Primi casi comunicati dai sindaci, che hanno fatto scattare le misure come da protocollo relativamente ai positivi e ai loro contatti. A Paduli contagiata un’operatrice socio-sanitaria di Villa Margherita, come annunciato dal sindaco Domenico Vessichelli. Fortunatamente le sue condizioni di salute, assicura, non destano eccessive preoccupazioni ed è ora posta in isolamento fiduciario presso la propria abitazione. “Ringrazio la nostra concittadina, a cui vanno i nostri migliori auguri di pronta guarigione, per il comportamento responsabile che la stessa ha avuto da un mese a questa parte avendo evitato alcun rapporto sociale con le altre persone compresi i familiari” afferma il primo cittadino che poi aggiunge: “Invito tutti ad evitare inutili allarmismi e ad assumere ancora di più atteggiamenti responsabili per evitare il diffondersi del contagio. Sono sicuro che nessuno deluderà le aspettative facendo la propria parte, è in gioco la vita di ognuno di noi”.

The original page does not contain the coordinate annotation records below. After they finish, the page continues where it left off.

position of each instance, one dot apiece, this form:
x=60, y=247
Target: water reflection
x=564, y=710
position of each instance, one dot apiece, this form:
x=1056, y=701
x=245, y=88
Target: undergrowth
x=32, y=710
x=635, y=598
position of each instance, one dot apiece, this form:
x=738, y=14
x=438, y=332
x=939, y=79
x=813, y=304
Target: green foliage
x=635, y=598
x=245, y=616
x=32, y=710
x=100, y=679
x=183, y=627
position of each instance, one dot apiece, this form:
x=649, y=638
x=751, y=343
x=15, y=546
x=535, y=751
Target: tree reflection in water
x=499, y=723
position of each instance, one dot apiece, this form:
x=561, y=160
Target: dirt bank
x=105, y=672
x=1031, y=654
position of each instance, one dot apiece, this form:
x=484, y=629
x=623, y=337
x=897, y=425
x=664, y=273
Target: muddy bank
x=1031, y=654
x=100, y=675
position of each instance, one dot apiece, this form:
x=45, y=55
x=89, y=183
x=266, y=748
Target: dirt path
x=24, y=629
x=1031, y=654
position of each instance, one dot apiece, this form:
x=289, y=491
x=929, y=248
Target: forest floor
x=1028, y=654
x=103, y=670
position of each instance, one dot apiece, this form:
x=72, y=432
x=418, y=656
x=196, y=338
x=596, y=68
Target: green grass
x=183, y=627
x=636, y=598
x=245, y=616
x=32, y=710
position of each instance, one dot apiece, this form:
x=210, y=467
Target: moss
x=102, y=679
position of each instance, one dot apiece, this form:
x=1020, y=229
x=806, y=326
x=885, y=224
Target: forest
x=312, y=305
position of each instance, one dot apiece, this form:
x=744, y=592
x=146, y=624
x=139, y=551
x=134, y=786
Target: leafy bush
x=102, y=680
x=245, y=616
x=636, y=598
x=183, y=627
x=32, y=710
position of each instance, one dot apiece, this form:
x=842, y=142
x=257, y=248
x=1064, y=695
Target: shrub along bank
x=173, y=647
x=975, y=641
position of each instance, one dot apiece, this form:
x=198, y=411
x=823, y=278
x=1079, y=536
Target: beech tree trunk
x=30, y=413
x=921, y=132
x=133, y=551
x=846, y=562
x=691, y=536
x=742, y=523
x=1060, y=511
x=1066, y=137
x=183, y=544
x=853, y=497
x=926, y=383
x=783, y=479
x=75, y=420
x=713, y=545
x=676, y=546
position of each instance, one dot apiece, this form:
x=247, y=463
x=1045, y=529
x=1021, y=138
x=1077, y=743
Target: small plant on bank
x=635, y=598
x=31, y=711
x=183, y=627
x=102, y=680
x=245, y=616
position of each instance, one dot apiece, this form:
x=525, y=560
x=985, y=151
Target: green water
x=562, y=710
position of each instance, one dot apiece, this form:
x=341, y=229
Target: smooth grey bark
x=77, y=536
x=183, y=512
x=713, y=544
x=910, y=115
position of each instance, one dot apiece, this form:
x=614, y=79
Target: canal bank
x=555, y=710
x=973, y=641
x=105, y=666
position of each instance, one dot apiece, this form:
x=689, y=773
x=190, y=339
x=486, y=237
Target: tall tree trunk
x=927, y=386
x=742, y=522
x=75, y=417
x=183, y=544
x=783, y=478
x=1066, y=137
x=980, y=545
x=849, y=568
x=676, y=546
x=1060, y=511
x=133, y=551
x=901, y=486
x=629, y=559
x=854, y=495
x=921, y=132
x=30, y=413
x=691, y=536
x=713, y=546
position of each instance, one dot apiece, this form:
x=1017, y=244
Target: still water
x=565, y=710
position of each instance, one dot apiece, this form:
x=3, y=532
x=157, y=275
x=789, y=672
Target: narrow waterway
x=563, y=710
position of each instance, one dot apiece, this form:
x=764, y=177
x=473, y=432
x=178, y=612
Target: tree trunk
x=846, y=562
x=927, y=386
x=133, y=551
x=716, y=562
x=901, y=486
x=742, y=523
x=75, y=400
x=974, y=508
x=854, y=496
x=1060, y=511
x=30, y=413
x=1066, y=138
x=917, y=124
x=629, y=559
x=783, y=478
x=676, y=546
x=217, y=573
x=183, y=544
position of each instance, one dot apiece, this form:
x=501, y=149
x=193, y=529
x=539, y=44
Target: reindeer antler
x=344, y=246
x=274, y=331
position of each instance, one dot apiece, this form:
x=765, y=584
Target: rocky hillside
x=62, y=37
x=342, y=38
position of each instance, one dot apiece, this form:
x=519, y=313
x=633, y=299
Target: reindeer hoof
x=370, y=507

Il primo positivo di Dugenta è invece stato trasportato presso l’ospedale San Pio e il sindaco Clemente di Cerbo ha emesso due ordinanze restrittive nei confronti del nucleo familiare convivente e di un’altra persona che ha avuto contatti con il contagiato. Per loro obbligo di quarantena per 14 giorni, fino al 19 aprile per la famiglia e fino al 21 aprile per l’altro soggetto. Il sindaco ricorda alla comunità il vademecum da rispettare e “auguriamo al nostro concittadino una pronta guarigione e ai suoi familiari esprimiamo la nostra vicinanza e solidarietà”.